Гулькина проводили злорадным хохотом. Странная дружба связывала эту компанию…
Все собрались к половине десятого. Румяная ухватистая горничная принесла самовар, блюдо с пирогами и расстегаями, заветный графинчик.
— Кому кашки? — спросила распевно. — Сегодня перловочка — пальчики оближешь.
— Давай я лучше тебя оближу, — ухватил девицу за роскошное бедро Санек. — На кой мне твоя кашка?
— Ой, скажете тоже! — прыснула горничная, довольная вниманием гостя. — Не положено персонал облизывать! Маруся Михална заругает.
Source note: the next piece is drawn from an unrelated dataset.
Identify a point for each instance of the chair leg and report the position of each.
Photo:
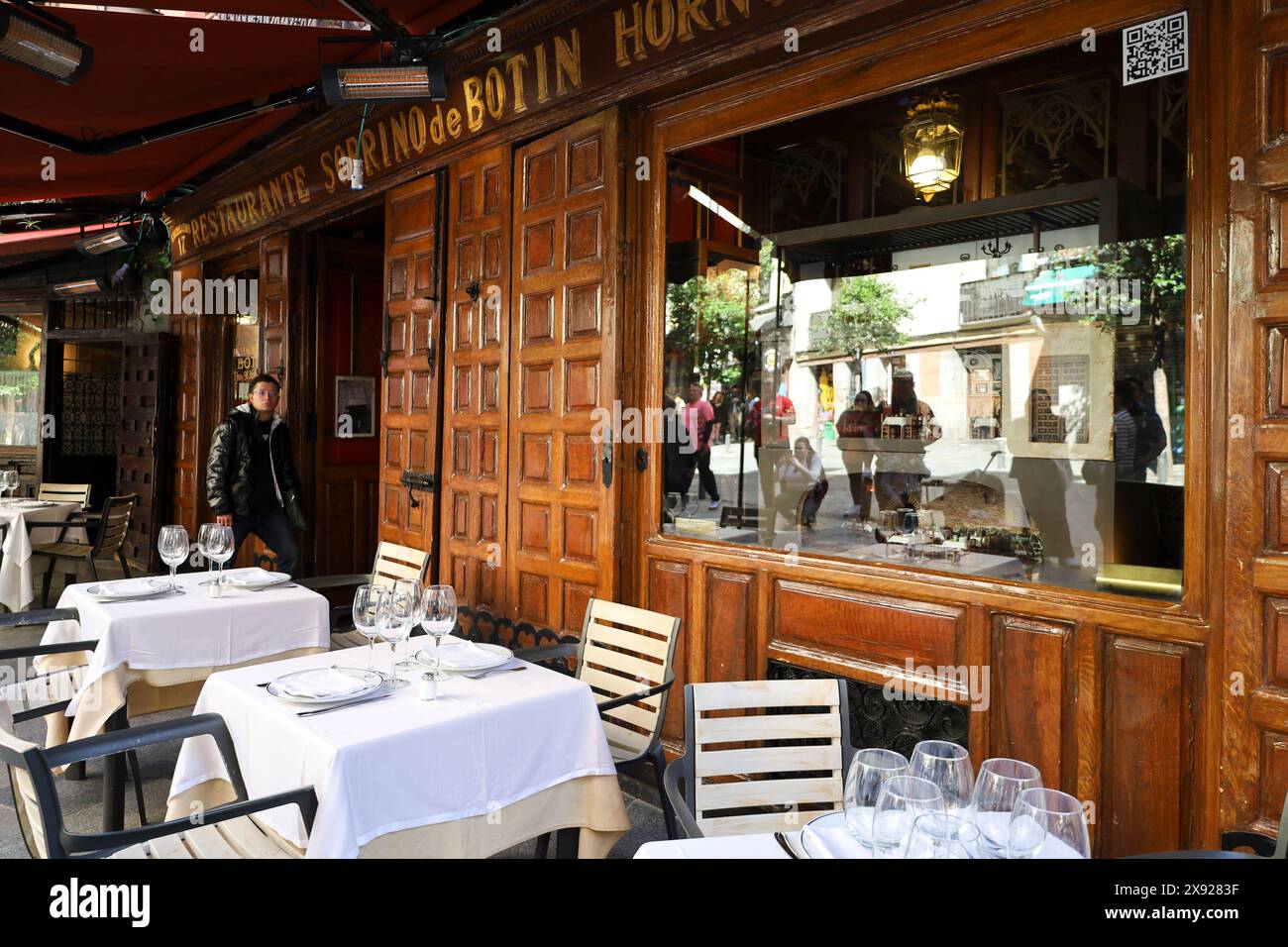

— А мы и ее, того… оближем…
— Скажете тоже! Так она и далась!
— Кончай, Санек, шашни! — проворчал Ерофей Игоревич. — Нашел тут секс-бомбу, понимаешь. Ну, чё рот разинула? Не обломится тебе, поняла? Брысь отсюда! И кашу принеси!
Горничную ветром сдуло.
Прислуга на заимке Рака была вышколена по высшему классу. Правда, новая горничная работала всего два дня, но распоряжения понимала с полуслова. Остальное, что называется, приложится. А что горячая, так и тут имелись свои плюсы — не каждый раз девок с собой привозить. Вот и сгодится на худой конец…
Рак посмотрел девице вслед. А ничего, аппетитная. Значит, и не на худой тоже…
Они собирались вместе частенько. Сильные губернского мира, своей честной компанией становились еще сильнее. У каждого — теплое местечко и неограниченные в крае возможности. За каждым — крепкое плечо, мохнатая рука, зоркий глаз и прочие составляющие неограниченных возможностей в масштабе уже федерации. По меньшей мере. Если уж совсем припечет, можно распространить эти самые возможности и на континент. Да что там континент!
Возьми хотя бы Мотькиного тестя — одних плантаций в Аргентине хватит, чтобы перекрыть доступ воздуха любому недоброжелателю. От вонючего бомжа до президента какой угодно страны. И какой неугодно — тоже.
За известным бабником Саньком — российская мафия. Ну, если и не вся пока, то при желании будет. Он, правда, держит это в строгом секрете, но какие могут быть секреты от представителя Президента?
Ерофей довольно хмыкнул и потянулся за графином:
— Ну что, накатим по маленькой?
Никто не сопротивлялся. Да и с чего бы? Предпочтения (как и слабости) сидящих за столом были хорошо известны. Да и со взаимностью в их стройных рядах все было в порядке.
Ребята чокнулись и занялись пирожками. Сегодня Маруся постаралась на славу — тесто таяло во рту, стремясь поскорее порадовать желудки гостей. Начинки источали волшебные ароматы — визига, ливер, парная оленина с черемшой, капустка с грибочками, судачок… М-м-м… пальчики не то что оближешь, проглотишь!
— Ну, Игоревич, удружил! Рай земной! И как тебе это удается?